|
|
|
|
|
by a785236
2473 days ago
|
|
I wish the authors wouldn't oversell the privacy claim: > Github: "The DeepPrivacy GAN never sees any privacy sensitive information, ensuring a fully anonymized image." > Abstract: "We ensure total anonymization of all faces in an image by generating images exclusively on privacy-safe information." > Paper: "We propose a novel generator architecture to anonymize faces, which ensures 100% removal of privacy-sensitive information in the original face." Changing a face anonymizes an image the same way that removing a name anonymizes a dataset -- poorly. This is cool, but it's not anonymization. |
|
For clarity it might be good to establish what I mean when I talk about three terms: "identifiable" is either the original, encrypted with the key available, or a hashed version or bloom filter (or so) of low-entropy data such as email addresses or phone numbers; "pseudonymous" is replacing the data with a unique but disconnected value (e.g. a UUID, or encrypted with a random key and key destroyed); and "anonymous" is either no data, or data that has no relation to the original.
As far as I can tell, this algorithm replaces the data with a random value that has no relation to the original.
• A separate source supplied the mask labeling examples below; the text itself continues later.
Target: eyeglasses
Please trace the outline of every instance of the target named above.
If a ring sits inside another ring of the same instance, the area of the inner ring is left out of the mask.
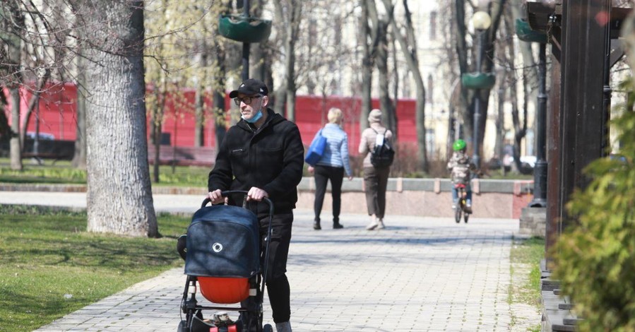
[[[245,97],[244,98],[234,98],[234,103],[236,104],[236,106],[240,106],[240,102],[244,102],[244,105],[251,105],[251,102],[254,101],[254,99],[258,99],[262,97],[261,95],[254,95],[253,97]]]

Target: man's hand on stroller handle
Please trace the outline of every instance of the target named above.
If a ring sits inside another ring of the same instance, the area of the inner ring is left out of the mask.
[[[222,196],[221,193],[220,189],[216,189],[213,191],[210,191],[207,194],[207,197],[212,201],[212,204],[220,204],[225,202],[225,197]]]
[[[257,201],[259,202],[265,197],[269,197],[269,194],[264,190],[255,186],[252,186],[249,191],[247,192],[247,201]]]
[[[210,201],[212,201],[212,204],[220,204],[224,203],[225,200],[225,198],[222,196],[222,191],[221,191],[220,189],[210,191],[208,193],[207,196],[210,198]],[[247,201],[257,201],[259,202],[265,197],[268,198],[269,194],[264,190],[255,186],[252,186],[247,192]]]

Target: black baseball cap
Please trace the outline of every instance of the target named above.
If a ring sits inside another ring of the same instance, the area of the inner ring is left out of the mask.
[[[269,93],[269,89],[267,88],[267,85],[262,81],[249,78],[241,83],[237,89],[230,92],[230,97],[235,98],[238,97],[239,93],[247,95],[267,95]]]

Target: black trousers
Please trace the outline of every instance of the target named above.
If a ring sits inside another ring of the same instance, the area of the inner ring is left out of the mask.
[[[265,239],[268,216],[259,216],[260,220],[261,245],[262,246],[261,262],[264,263]],[[273,321],[282,323],[289,321],[291,317],[290,287],[287,279],[287,257],[291,242],[291,227],[293,224],[293,213],[280,213],[273,215],[271,221],[271,241],[269,243],[269,260],[267,266],[267,279],[265,286],[269,295]],[[262,265],[264,268],[264,265]],[[254,305],[253,299],[249,297],[242,302],[243,307]]]
[[[364,186],[366,187],[366,206],[368,215],[375,215],[384,219],[386,212],[386,187],[390,167],[364,167]]]
[[[342,207],[342,182],[344,181],[344,167],[316,165],[314,167],[315,202],[313,209],[315,220],[320,221],[320,214],[324,203],[326,184],[331,180],[331,194],[333,197],[333,222],[339,223]]]

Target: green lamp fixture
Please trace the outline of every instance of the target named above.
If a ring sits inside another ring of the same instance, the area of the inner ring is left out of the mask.
[[[237,42],[259,42],[271,33],[271,21],[244,15],[220,15],[218,21],[220,35]]]

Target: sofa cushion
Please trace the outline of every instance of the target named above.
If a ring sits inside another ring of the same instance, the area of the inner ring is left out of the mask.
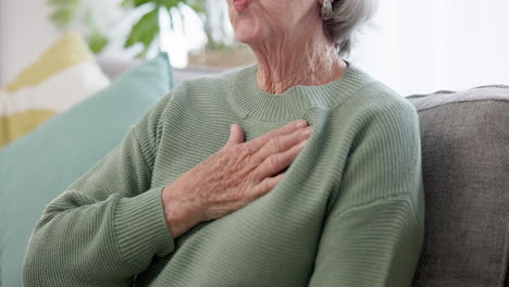
[[[1,286],[23,286],[26,245],[45,207],[105,157],[172,87],[163,53],[0,151]]]
[[[509,87],[407,99],[419,112],[426,197],[413,286],[507,286]]]

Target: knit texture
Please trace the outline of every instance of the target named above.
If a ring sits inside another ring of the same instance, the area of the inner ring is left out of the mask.
[[[47,207],[25,285],[410,286],[424,211],[413,105],[355,65],[281,95],[257,71],[186,80],[152,107]],[[219,151],[231,124],[248,141],[299,118],[313,133],[272,191],[172,236],[162,189]]]

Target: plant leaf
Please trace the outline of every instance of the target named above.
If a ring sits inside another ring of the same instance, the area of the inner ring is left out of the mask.
[[[94,53],[100,53],[108,45],[108,38],[98,30],[94,30],[86,39]]]
[[[134,46],[137,42],[148,49],[156,36],[159,34],[159,9],[145,14],[131,29],[129,37],[124,43],[124,48]]]

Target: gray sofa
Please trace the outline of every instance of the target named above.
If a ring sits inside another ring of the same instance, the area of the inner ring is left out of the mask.
[[[139,62],[100,60],[115,77]],[[175,83],[214,70],[175,70]],[[509,87],[409,96],[421,123],[425,240],[415,287],[509,286]]]

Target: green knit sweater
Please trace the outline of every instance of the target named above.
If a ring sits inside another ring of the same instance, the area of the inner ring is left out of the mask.
[[[25,285],[409,286],[424,208],[413,105],[355,65],[282,95],[257,71],[186,80],[152,107],[47,207]],[[272,191],[173,238],[162,189],[219,151],[231,124],[248,141],[299,118],[313,133]]]

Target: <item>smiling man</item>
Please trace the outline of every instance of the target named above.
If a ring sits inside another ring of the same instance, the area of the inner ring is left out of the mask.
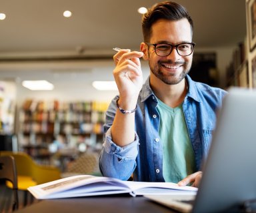
[[[182,5],[158,3],[144,15],[141,52],[119,51],[113,75],[119,95],[106,115],[99,166],[104,176],[198,186],[226,92],[193,81],[193,21]],[[140,58],[150,75],[143,84]]]

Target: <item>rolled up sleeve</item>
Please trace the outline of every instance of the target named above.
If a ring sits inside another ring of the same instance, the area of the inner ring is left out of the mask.
[[[135,132],[135,140],[121,147],[112,140],[111,128],[105,133],[103,148],[99,158],[99,168],[105,176],[127,180],[136,168],[139,152],[139,137]]]

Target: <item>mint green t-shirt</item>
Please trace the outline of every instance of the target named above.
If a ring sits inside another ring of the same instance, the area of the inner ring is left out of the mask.
[[[158,99],[159,136],[163,144],[163,174],[166,182],[178,182],[195,172],[194,152],[182,108]]]

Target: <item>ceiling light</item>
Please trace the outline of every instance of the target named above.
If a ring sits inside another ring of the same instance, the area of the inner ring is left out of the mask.
[[[147,9],[146,7],[142,7],[138,9],[138,12],[141,14],[145,14],[147,12]]]
[[[0,13],[0,20],[5,19],[6,15],[5,13]]]
[[[53,85],[45,80],[23,81],[22,86],[31,91],[52,91],[54,89]]]
[[[93,87],[98,91],[117,91],[115,81],[95,81],[93,82]]]
[[[70,17],[71,15],[72,15],[72,13],[69,11],[65,11],[63,12],[63,16],[67,18]]]

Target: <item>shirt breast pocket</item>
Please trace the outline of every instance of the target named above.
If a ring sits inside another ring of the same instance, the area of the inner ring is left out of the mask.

I understand that if we have a list of HN comment metadata and you remove the usernames ("anonymize"), you can still find me by the time of posting correlated to DNS request logs at the ISP. In the case of pictures, I guess the place is usually identifiable + the time is known, thus you can potentially piece together who was there at that time, corroborated by the presence of a certain backpack or shirt.
Is that what you mean, or is there something else that makes you say it is either still identifiable or pseudonymized rather than anonymized?